La patiente ou le patient est l’aune finale à laquelle on mesure toute chose lorsqu’il s’agit de ces décisions. Il est vrai qu’il est réjouissant qu’aient disparu les ­demi-dieux omniscients qui glissaient déjà subrepticement leur subjectivité dans la question de l’état de santé: «Alors, comment allons-nous aujourd’hui?» Toutefois, on est dans un premier temps complètement parti dans le travers opposé, les dieux ont été ­détrônés et l’autonomie de la patiente / du patient est devenue le principe biomédical primordial.
L’autonomie, c.-à-d. l’autodétermination et selon Emmanuel Kant, la capacité à créer soi-même une chaîne de causalité. Le premier domino à tomber de sa propre initiative. Comme si nous, les êtres humains, pouvions démarrer des chaînes de causalité à partir du néant, une illusion que la recherche sur le cerveau a d’ailleurs immédiatement balayée. Nous sommes nous-mêmes, avec nos pensées et nos actes, soumis à la chaîne de causalité de la nature et de l’environnement. Nous pouvons tout au plus nous en attribuer l’issue et en assumer la responsabilité. C’est moi qui ai renversé ce vase, qui ai causé cet accident, même si c’était dû au soleil aveuglant ou à un mouvement involontaire. C’est moi, et je soutiens par ma déclaration et ma signature que j’accepte cette opération ou que je ne veux pas poursuivre cette chimiothérapie. Mais est-ce vraiment moi – n’est-ce pas simplement ma peur de l’inconnu, de la douleur, de l’agonie, de la mort? Le tout au milieu de l’impuissance de ma famille, des attentes de la société et de la chaîne de causalité sans faille d’un grand centre hospitalier? Puis-je vraiment décider, alors que je ne suis qu’un simple rouage dans un système fait de ­tendances, de craintes, de hiérarchies et de processus organisés de bout en bout?
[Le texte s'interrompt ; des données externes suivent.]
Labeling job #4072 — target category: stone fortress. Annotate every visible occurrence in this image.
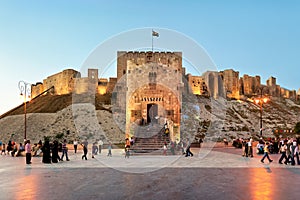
[31,51,300,141]
[31,51,300,99]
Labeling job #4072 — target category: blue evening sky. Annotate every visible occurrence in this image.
[0,0,300,114]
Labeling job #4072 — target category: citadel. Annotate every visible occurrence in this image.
[31,51,300,141]
[31,51,300,100]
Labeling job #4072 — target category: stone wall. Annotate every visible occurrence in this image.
[220,69,240,99]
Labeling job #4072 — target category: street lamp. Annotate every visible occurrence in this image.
[18,81,31,140]
[254,89,269,136]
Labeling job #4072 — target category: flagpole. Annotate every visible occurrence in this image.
[151,29,153,53]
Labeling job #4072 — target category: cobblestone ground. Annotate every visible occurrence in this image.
[0,148,300,200]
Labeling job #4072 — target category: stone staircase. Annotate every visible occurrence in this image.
[130,124,170,154]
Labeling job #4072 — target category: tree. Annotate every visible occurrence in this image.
[294,122,300,133]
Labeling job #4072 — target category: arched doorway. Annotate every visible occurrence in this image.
[147,103,158,124]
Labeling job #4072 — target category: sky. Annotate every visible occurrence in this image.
[0,0,300,114]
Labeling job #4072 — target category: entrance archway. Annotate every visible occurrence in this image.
[147,103,158,124]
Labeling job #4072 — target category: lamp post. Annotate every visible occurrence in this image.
[254,89,269,136]
[18,81,31,140]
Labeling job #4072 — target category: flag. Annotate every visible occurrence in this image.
[152,30,159,37]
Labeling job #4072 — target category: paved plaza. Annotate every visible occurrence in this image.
[0,147,300,200]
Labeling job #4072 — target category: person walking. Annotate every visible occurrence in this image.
[185,141,194,157]
[260,142,273,163]
[81,141,88,160]
[248,137,253,157]
[25,140,31,165]
[98,139,103,153]
[73,139,78,153]
[107,142,112,157]
[51,140,60,163]
[41,140,51,164]
[60,139,70,161]
[92,142,98,158]
[290,140,299,165]
[278,141,288,164]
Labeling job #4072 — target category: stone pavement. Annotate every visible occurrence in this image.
[0,147,300,199]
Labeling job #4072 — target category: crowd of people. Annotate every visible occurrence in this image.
[0,139,108,164]
[233,137,300,165]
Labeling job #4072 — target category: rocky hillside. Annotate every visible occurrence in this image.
[0,95,300,143]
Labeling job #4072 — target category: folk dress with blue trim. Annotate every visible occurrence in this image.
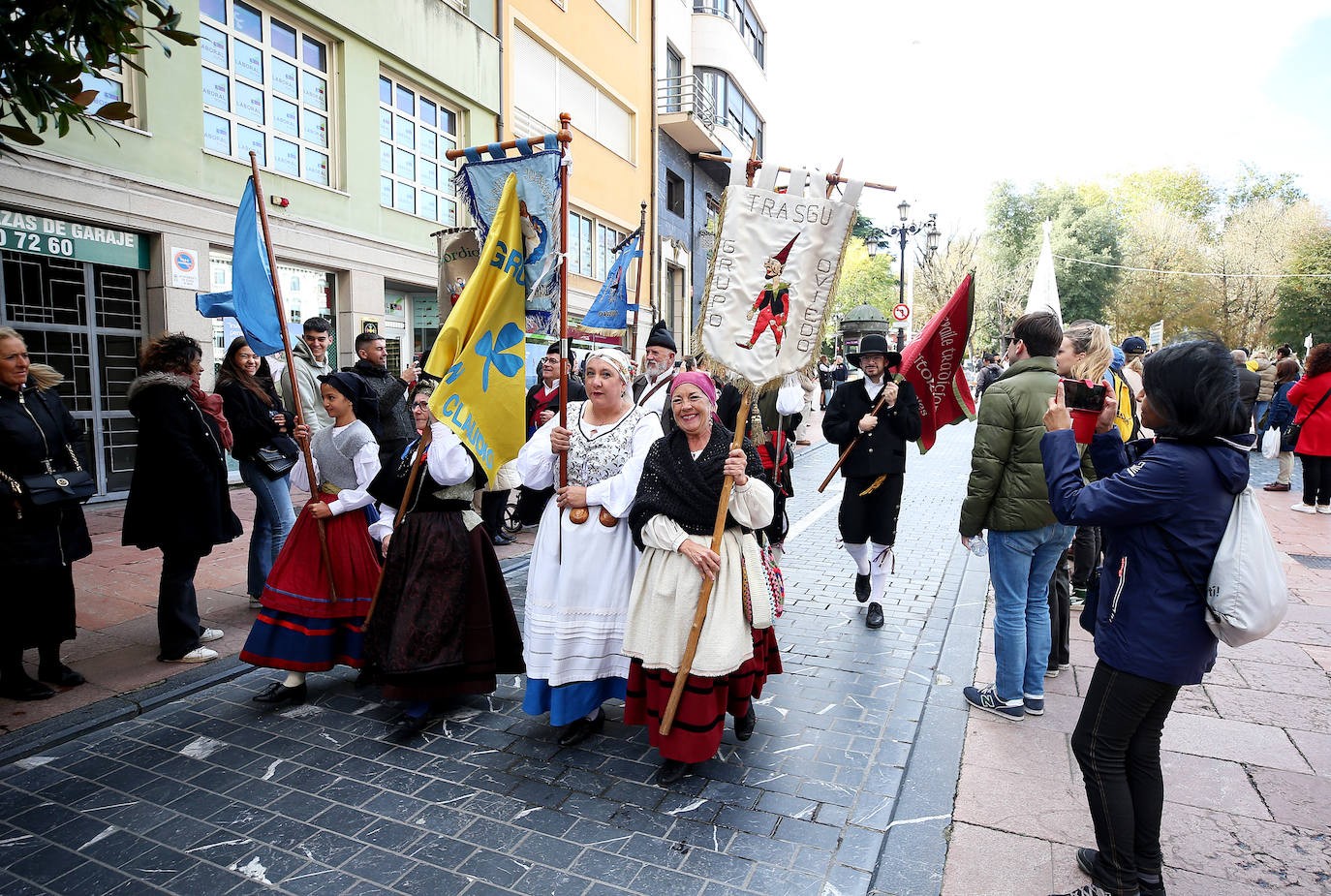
[241,420,380,672]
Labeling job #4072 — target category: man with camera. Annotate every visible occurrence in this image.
[960,312,1072,722]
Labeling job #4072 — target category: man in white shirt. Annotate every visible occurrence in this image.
[634,321,676,434]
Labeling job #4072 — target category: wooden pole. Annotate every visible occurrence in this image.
[661,388,754,737]
[250,149,337,601]
[360,417,434,631]
[697,153,897,192]
[629,201,651,363]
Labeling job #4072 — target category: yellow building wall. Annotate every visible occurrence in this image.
[503,0,656,339]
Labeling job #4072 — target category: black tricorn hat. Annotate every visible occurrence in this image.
[647,321,679,352]
[845,333,901,370]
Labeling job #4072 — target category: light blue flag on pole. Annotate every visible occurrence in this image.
[195,177,282,355]
[577,231,643,335]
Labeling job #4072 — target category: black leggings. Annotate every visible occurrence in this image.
[1299,454,1331,508]
[1072,662,1178,896]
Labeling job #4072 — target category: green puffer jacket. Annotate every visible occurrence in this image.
[961,356,1094,538]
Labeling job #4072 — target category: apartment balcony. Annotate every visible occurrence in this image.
[656,75,722,153]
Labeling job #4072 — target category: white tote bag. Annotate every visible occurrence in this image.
[1206,484,1289,647]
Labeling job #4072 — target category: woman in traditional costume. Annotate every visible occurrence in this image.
[624,371,782,785]
[364,380,523,729]
[517,348,662,746]
[241,373,380,703]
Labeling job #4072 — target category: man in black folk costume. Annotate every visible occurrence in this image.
[822,334,921,629]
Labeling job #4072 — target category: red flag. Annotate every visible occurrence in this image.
[901,274,975,454]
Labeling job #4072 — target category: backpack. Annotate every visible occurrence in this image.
[1109,367,1142,445]
[1161,486,1289,647]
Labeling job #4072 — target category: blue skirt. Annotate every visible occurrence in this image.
[522,678,629,726]
[241,607,364,672]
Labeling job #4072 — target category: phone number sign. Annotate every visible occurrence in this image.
[0,210,152,270]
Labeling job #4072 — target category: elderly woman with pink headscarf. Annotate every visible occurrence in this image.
[624,371,782,785]
[516,348,662,747]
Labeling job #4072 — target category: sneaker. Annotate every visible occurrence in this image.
[163,647,217,663]
[961,684,1026,722]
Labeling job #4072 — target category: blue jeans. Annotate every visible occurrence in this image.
[989,523,1074,700]
[239,461,295,598]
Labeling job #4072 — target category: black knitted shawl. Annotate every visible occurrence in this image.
[629,422,762,550]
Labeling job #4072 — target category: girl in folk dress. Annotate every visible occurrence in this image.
[241,373,380,703]
[624,371,782,785]
[517,348,662,746]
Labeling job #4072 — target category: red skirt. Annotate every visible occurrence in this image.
[624,629,782,764]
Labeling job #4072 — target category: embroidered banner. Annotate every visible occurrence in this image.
[698,160,864,388]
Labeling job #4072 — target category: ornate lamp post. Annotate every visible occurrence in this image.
[887,200,940,352]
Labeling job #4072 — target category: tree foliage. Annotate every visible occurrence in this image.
[0,0,199,153]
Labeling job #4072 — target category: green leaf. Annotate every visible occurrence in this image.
[0,124,46,146]
[93,103,135,121]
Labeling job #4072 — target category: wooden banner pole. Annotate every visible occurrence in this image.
[250,150,337,601]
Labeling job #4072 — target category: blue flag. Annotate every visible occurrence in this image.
[577,231,643,335]
[195,177,282,355]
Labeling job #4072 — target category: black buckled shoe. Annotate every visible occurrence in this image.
[37,663,88,687]
[734,700,758,740]
[656,758,694,787]
[559,710,605,747]
[250,682,306,705]
[854,572,873,603]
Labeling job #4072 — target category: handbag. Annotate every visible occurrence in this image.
[1285,388,1331,451]
[254,435,301,479]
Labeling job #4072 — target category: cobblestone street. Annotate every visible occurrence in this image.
[0,424,985,896]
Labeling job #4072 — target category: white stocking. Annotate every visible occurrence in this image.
[845,541,873,575]
[869,541,897,601]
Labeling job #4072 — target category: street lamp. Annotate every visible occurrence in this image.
[887,200,940,352]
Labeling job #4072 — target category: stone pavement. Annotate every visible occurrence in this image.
[0,415,983,896]
[0,486,535,734]
[943,456,1331,896]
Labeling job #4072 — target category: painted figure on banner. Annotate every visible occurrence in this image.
[734,234,800,352]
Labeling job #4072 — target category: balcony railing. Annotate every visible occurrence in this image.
[656,75,716,131]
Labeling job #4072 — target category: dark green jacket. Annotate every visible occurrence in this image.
[961,356,1086,538]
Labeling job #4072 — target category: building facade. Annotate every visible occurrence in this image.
[655,0,768,352]
[0,0,500,497]
[502,0,654,369]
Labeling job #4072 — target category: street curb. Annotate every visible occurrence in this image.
[869,540,989,896]
[0,551,531,765]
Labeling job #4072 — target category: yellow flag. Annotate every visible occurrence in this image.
[424,174,527,480]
Emmanuel Kant avait lui aussi conscience de la fragilité de l’autonomie et se cramponnait malgré tout à cette dernière en tant que condition qui rend l’éthique possible. Il faut que je sois capable pour pouvoir avoir des devoirs. Et l’humanité dépend de cela. Mais s’il suffi­sait de répondre à une seule question chez Kant (puis-je vouloir que la maxime de mon action devienne une loi universelle?), elles sont au moins trois – avec des sous-questions – dans l’évaluation électronique de la capacité de discernement2: Savez-vous ce que vous faites, pourquoi vous le faites et ce que cela ­signifie pour vous? Mon Dieu, comme l’ancienne ­notion d’autonomie me manque: je le fais parce que je le peux et que je le veux! Ce bon vieux Kant se moquait des conséquences, seul le principe lui importait. En tant que philosophe, c’était son droit.
Dans la vraie vie et donc en médecine, la priorité est donnée à l’évaluation des conséquences. Mais ici aussi, une grande place est accordée à l’autonomie: dans le cadre d’un cycle de symposiums qui se décline depuis 2015 sur le thème «Autonomie et…». L’édition 2019 est intitulée «…et numérique». Compte tenu de la constitution de réseaux numériques planétaires, du Big Data et des vols de données, je me sens au premier abord davantage sans défense qu’autonome. Mais la numérisation signifie que je peux mesurer et connaître toutes mes données de santé, donc que je peux prendre celle-ci en main. A condition toutefois d’accepter d’être à la merci du matériel, des logiciels et des spécialistes adéquats et de leur faire confiance au sujet des données pertinentes pour ma santé et des valeurs seuils inquiétantes. Et déjà, mon autonomie est redevenue le jouet des autres.
A ce moment au plus tard, il est urgent d’en appeler à ma capacité de discernement. Qu’est-ce que je veux mesurer, à quelles fins et que signifient pour moi une bonne vie et une bonne mort? Nous ne devrions pas nous laisser déposséder de la liberté de répondre nous-mêmes à ces questions.